2. System Description & Feature Extraction

The face pose recognition and robot interaction system includes three phases: (i) the feature extraction phase (for face detection), (ii) face recognition phase (for person identification), and (ii) pose classification and robot control phase (for human-robot interface), as shown in Fig. 2. The feature extraction phase is commenced with an image processing technique, which involves an algorithm to detect and isolate the facial area in an image. For this, video color images are converted from RGB to HSV color model. After applying the skin color segmentation process, binary image is obtained from which largest connected component is being analyzed for face detection. On finding the facial area, the image is used for PCA analysis with those of the gray scale images kept into image database. Finally, in the classification stage, a 3-layer perceptron is used with backpropagation algorithm to classify different poses occurring in the image sequences. This network identifies the specific pose for different persons and issues commands to the robot for specific actions.

Fig. 2.

Face recognition and robot interaction

A. Feature extraction phase

The feature extraction phase includes image normalization, illumination and contrast equalization, histogram equalization, filtering, and skin color segmentation.

A.1. Image Normalization

Images of faces are resized to 60×60, by default uses nearest neighbor interpolation to determine the values of pixels in the output image but other interpolation methods can be specified. This research uses a lowpass filter before interpolation to reduce aliasing.

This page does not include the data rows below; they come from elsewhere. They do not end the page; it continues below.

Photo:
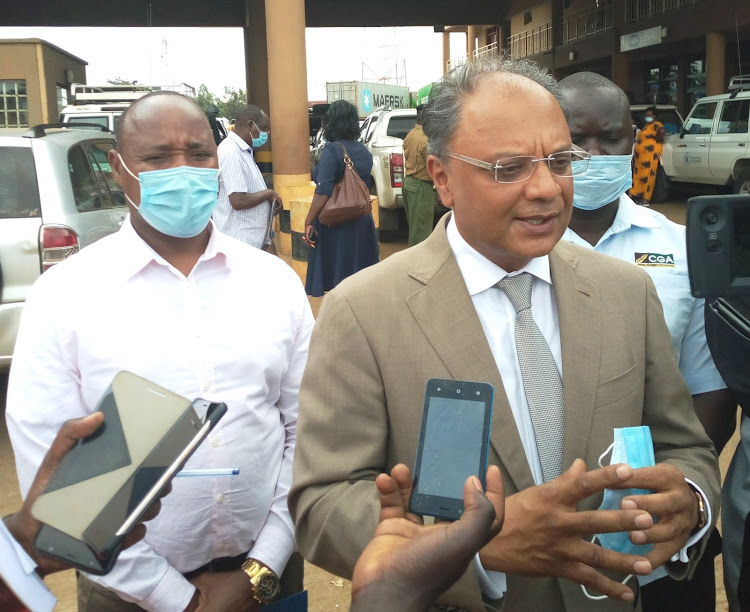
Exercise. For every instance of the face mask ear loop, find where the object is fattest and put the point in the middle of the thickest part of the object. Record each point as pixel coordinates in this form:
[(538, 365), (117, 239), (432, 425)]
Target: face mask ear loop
[(609, 448), (127, 197), (124, 165)]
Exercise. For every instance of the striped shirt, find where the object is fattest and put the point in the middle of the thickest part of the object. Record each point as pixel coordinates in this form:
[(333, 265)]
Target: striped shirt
[(240, 174)]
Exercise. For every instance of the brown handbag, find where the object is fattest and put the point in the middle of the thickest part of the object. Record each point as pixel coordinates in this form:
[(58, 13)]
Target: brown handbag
[(350, 199)]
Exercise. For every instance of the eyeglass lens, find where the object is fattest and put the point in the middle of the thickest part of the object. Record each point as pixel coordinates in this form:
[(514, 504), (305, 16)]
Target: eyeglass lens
[(565, 163)]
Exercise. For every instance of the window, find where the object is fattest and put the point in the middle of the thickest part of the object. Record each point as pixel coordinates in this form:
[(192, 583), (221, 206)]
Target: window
[(14, 105), (91, 177), (734, 117), (102, 120), (62, 98), (399, 127), (19, 193), (111, 193), (701, 119)]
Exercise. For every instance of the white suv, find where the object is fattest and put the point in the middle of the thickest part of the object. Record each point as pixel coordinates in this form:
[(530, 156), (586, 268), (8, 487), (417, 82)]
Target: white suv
[(714, 145), (57, 195), (383, 134)]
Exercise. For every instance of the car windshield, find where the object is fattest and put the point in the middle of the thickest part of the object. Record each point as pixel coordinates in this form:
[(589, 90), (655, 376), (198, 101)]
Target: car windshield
[(19, 193), (399, 127), (668, 117)]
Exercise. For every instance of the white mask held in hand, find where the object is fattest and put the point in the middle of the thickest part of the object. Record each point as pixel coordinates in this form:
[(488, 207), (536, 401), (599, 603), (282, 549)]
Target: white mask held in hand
[(632, 445)]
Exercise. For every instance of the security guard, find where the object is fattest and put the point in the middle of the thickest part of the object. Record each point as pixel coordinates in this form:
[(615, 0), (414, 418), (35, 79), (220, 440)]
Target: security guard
[(419, 198), (607, 220)]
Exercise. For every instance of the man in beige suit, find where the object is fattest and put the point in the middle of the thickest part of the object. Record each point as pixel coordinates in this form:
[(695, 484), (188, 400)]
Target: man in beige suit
[(502, 159)]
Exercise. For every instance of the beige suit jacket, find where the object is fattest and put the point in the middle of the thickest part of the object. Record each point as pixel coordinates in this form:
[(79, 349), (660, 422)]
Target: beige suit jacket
[(384, 332)]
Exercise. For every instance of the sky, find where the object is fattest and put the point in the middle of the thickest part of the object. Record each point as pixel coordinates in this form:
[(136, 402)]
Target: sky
[(215, 56)]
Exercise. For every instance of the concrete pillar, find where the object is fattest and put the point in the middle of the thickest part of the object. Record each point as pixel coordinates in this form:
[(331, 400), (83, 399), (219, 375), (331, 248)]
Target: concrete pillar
[(287, 92), (256, 75), (471, 42), (716, 63), (446, 50), (556, 23)]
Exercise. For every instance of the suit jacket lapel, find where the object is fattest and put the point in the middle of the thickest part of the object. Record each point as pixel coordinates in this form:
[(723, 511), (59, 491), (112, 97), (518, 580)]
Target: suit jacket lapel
[(580, 318), (455, 333)]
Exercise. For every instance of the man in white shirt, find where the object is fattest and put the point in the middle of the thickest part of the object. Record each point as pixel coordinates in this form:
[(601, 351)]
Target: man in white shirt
[(606, 220), (501, 157), (245, 203), (153, 299)]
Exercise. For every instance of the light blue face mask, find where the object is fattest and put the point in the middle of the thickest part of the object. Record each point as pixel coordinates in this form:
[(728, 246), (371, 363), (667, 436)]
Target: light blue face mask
[(632, 445), (177, 202), (605, 180), (261, 139)]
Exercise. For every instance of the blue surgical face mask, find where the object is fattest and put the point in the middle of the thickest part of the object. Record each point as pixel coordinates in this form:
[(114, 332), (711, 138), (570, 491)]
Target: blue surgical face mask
[(261, 139), (177, 202), (632, 445), (605, 180)]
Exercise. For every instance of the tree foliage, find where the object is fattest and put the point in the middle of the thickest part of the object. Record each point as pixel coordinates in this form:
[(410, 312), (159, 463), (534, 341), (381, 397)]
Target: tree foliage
[(229, 104)]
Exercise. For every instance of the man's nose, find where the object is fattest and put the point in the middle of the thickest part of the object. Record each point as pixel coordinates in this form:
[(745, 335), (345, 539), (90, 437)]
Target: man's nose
[(542, 185), (592, 145)]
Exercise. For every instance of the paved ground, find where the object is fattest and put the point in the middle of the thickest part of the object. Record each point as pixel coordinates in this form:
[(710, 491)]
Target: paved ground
[(327, 592)]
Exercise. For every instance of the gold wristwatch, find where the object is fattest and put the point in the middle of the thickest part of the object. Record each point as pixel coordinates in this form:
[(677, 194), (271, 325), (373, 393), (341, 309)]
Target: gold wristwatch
[(702, 518), (265, 582)]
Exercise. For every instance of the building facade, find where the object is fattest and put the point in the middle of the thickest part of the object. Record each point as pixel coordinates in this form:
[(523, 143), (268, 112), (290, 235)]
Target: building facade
[(658, 51), (35, 77)]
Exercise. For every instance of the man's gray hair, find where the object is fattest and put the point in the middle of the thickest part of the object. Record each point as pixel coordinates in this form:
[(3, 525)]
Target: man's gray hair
[(443, 110)]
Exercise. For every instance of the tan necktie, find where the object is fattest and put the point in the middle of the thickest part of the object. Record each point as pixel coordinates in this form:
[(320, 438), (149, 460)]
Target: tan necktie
[(541, 378)]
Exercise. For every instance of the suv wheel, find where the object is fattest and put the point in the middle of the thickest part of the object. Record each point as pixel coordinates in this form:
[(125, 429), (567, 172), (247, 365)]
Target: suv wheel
[(742, 182)]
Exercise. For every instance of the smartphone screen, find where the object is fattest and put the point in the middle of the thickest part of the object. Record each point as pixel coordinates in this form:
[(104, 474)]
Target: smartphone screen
[(453, 445)]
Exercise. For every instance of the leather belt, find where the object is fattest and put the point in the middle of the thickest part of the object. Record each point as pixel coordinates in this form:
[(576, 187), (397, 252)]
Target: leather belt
[(223, 564)]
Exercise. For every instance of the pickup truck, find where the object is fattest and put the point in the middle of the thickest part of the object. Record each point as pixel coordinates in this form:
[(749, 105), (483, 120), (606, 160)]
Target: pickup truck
[(713, 147), (383, 134)]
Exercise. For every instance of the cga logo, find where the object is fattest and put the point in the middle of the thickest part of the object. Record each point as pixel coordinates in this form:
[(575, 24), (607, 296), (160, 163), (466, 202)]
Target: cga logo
[(654, 260), (366, 100)]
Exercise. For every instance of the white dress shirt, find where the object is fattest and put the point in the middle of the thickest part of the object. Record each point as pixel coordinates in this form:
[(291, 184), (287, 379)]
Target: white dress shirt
[(236, 330), (18, 571), (498, 318), (240, 174)]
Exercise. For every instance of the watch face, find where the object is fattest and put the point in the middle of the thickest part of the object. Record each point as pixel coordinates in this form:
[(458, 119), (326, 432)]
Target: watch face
[(267, 587)]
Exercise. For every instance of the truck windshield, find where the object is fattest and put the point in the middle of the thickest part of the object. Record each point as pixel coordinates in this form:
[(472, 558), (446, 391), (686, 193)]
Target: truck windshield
[(19, 194), (399, 127), (99, 120)]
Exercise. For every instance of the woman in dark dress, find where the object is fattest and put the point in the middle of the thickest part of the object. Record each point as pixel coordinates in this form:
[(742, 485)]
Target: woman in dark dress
[(340, 251)]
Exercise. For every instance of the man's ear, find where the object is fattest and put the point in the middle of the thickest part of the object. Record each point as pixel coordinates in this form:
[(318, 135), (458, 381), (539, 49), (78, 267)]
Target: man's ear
[(437, 170), (117, 170)]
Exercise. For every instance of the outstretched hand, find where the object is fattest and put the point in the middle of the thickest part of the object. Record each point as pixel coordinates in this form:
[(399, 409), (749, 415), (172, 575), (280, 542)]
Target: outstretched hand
[(408, 564)]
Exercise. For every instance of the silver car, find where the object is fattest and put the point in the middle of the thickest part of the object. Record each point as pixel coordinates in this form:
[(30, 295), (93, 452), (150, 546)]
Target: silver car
[(57, 195)]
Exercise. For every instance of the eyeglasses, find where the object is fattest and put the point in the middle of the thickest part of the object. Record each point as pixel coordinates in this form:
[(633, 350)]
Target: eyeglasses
[(521, 167)]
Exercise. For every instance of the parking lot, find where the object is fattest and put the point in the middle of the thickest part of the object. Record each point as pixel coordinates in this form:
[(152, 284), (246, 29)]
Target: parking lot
[(326, 592)]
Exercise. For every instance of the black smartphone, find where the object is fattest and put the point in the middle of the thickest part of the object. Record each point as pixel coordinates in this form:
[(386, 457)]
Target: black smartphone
[(453, 444), (105, 484)]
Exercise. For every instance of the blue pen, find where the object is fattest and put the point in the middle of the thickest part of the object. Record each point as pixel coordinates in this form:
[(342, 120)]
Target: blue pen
[(209, 472)]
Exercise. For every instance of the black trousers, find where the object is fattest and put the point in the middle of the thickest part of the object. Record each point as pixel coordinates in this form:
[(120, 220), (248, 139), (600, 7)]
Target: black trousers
[(696, 595)]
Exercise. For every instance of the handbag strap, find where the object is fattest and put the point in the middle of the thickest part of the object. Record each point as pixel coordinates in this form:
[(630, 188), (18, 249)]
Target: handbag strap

A.2. Illumination and contrast Equalization

Contrast is a measure of the human visual system sensitivity. Although the role of contrast is significant in visual processing of computer displays, in almost all of the past literature address the face recognition process in different lighting conditions with different illumination and contrast. To achieve an efficient and psychologically-meaningful representation, experiments were conducted in two phase: (i) all images with same illumination and rms contrast and (ii) images with different illumination.

The rms (root mean square) contrast metric, which is equivalent to the standard deviation of luminance, is given by (Peli, E., 1990):

C_{r m s} = {[\frac{1}{n} \sum_{i = 1}^{n} {(x_{i} - \bar{x})}^{2}]}^{\overset{1}{} ∕ \underset{2}{}}

(1)

where x_i is a normalized gray-level value such that 0 < x_i < 1 and x̄ is the mean normalized gray level:

\bar{x} = \frac{1}{n} \sum_{i = 1}^{n} x_{i}

(2)

with this definition, images of different human faces have the same contrast if their rms contrast is equal. The rms contrast does not depend on spatial frequency contrast of the image or the sptial distribution of contrast in the image. All images are maintained with the same luminance and same rms contrast using the following equation:

g = α f + β

(3)

where α is the contrast and β is the brightness to be increased or decreased from the original image f to the new image g. The illumination and rms contrast equalization process is illustrated in Fig. 3.

Fig. 3.

Illumination and rms contrast equalization

A.3. Histogram Equalization

The face images may be of poor contrast because of the limitations of the lighting conditions. So histogram equalization is used to compensate for the lighting conditions and improve the contrast of the image.

A.4. Filtering

Images are sometimes corrupted by various sources of noise. The fine details of the image represent high frequencies, which mix up with those of noise. When low-pass filtering is used, some details in the image may be erased as well. In this experiment, Prewitt filtering is used to suppress the noise.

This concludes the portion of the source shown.